Columnist Mark Wilson is writing a series on what the country will look like under our new president. He quotes another naysayer:
Urbanist journalist Greg Lindsay imagines a darker scenario in which all public transit is handed over to private corporations. Imagine Uber running trains with surge pricing on your way to work each morning. Individual neighborhoods might be tolled on entry, effectively cutting off parts of the city to people without the means to pay. Consider having to pay $2.50 every time you go shopping in Tribeca or commute to your job in SoHo—perhaps through an RFID-powered deduction system that tolls users seamlessly across the city.
Oh My Goodness. It would seem that Mr. Lindsay doesn’t understand that everything we do costs money. The only discussion is how we collect and pay for it, and in dealing with cities, how much we want to subsidize certain services.
These are decisions that cities wrestle with daily. Can they continue to raise taxes to pay for services, or do we charge individuals to use those services based on what it costs to deliver them. A private entity (like Uber) will charge enough to cover costs and have something left over. That how capitalism works. They will be as efficient as possible, and also ensure that the infrastructure they install will be properly maintained so their investment will be protected.
Consider WAMATA – the DC Metro. A large portion of it is closed, unusable since it was not properly maintained and there is no money to maintain it now. This is also true of water mains in Los Angeles. The city is in a drought, but thousands of gallons of water is lost daily to leakage.

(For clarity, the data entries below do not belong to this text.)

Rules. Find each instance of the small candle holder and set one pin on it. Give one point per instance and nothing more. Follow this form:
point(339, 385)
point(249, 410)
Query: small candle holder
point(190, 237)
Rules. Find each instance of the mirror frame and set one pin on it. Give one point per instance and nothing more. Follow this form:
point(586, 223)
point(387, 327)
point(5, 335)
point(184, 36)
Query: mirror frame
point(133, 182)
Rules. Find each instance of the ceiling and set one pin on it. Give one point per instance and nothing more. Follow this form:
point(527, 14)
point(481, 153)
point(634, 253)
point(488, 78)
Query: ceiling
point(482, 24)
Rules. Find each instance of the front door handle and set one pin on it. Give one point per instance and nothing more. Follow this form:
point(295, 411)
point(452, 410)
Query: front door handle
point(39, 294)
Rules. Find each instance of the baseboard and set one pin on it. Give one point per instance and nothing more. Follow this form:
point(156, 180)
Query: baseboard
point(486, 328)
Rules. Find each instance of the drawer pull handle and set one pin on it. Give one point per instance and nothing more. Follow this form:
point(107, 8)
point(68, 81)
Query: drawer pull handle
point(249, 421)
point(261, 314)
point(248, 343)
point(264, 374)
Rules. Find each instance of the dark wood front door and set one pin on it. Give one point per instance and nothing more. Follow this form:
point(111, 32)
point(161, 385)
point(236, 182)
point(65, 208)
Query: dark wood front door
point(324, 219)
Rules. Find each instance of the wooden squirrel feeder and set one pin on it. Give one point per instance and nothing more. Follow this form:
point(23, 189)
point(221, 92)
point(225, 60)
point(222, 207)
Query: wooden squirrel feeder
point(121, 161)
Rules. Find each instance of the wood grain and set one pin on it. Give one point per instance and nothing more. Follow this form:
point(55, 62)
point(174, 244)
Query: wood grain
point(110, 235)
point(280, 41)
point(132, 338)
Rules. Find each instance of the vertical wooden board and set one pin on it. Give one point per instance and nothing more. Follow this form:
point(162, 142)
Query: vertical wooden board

Is it possible that the city didn’t charge enough for the use of the Metro, or for water, to ensure that the systems could be maintained? Ya Think.
Mr. Lindsay’s concerns are already in place in London, where you cannot drive into the central city during certain hours (congestion pricing) without paying a healthy fee. Yikes.
Wilson, Lindsay and Co worry about folks having to pay for services that in the past were subsidized by the government. Do they realize that we are paying for them now, just in a different way (taxes)?
It has been said that those in the UK, for instance, pay a 20% sales tax, but they don’t realize it, since its included in the price of the item. Here in the US, sales taxes, where they are collected, are added separately. Wonder what would happen if the city tacked a 20% surcharge on all items bought and you saw it every time you bought a candy bar ( or a car). Can you say torches and pitchforks?
The new administration seems to be made up primarily of business folk. I’m not sure whether this is good or bad, but it certainly will be different.